Com as conversas em andamento e o crédito sendo liberado, o próximo capítulo da crise do tarifaço dos EUA deve ser acompanhado de perto. Se você curte ficar por dentro de fofocas e bastidores do poder, inscreva-se na nossa newsletter e receba as atualizações fresquinhas direto no seu e-mail. Não perca nada dos bastidores dessa disputa internacional que tem tudo para continuar rendendo manchetes — e muito burburinho — nos próximos meses.
Perguntas frequentes
O que motivou os EUA a aplicar sobretaxa nos produtos brasileiros?
Os EUA alegaram desequilíbrios comerciais e elevaram a tarifa em 50% sobre 55% da pauta exportadora brasileira, afetando café, carnes, têxteis, açúcar e pescados.
Como funcionará a linha de crédito de R$30 bilhões?
Será oferecida a juros reduzidos para empresas que comprovem perdas com as tarifas americanas, condicionada à manutenção de empregos e ao volume exportado.

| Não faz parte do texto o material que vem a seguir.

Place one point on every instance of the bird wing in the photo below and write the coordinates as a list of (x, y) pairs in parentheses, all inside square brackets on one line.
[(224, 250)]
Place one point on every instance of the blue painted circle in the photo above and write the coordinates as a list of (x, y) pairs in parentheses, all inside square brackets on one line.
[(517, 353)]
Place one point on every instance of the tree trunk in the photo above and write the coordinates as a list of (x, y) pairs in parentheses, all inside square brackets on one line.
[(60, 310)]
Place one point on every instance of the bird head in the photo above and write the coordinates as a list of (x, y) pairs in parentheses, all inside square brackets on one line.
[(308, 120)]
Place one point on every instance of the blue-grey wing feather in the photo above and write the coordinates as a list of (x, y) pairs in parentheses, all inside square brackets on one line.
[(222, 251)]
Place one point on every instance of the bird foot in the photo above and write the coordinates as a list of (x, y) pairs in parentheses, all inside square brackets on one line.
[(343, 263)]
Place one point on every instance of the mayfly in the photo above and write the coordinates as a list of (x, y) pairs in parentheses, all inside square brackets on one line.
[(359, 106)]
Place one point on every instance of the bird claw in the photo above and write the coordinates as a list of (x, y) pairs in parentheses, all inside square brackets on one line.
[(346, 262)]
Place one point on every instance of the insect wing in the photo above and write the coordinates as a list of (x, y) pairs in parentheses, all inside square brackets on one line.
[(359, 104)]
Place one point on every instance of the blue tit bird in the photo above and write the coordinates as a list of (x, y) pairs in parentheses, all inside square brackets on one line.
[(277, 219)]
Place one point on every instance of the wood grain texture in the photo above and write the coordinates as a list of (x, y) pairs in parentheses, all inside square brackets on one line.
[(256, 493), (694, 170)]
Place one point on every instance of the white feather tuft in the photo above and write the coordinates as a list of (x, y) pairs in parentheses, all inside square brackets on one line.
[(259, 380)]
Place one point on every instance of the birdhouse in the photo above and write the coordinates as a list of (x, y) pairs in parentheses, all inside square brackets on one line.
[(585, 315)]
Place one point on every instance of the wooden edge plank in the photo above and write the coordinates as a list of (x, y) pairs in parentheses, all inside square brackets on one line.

Quais setores brasileiros foram isentos da medida americana?
Ficaram de fora do tarifaço produtos como suco de laranja, itens da indústria aeronáutica e petróleo, para preservar acordos e interesses estratégicos dos EUA.
Qual o papel dos países do BRICS na resposta brasileira?
O Brasil vai liderar uma videoconferência inédita no bloco para traçar pressões diplomáticas conjuntas e buscar alternativas de comércio multilateral.
Como as reformas no Fundo de Garantia à Exportação auxiliam as empresas?
As mudanças no FGE visam desburocratizar e agilizar garantias financeiras, facilitando o acesso de exportadores a linhas de crédito e seguros de risco.
Qual impacto esperado nas pequenas e médias exportadoras?
O governo estima proteger até 10 mil empregos, evitando demissões em massa e mantendo o fluxo de vendas externas diante do aumento tarifário.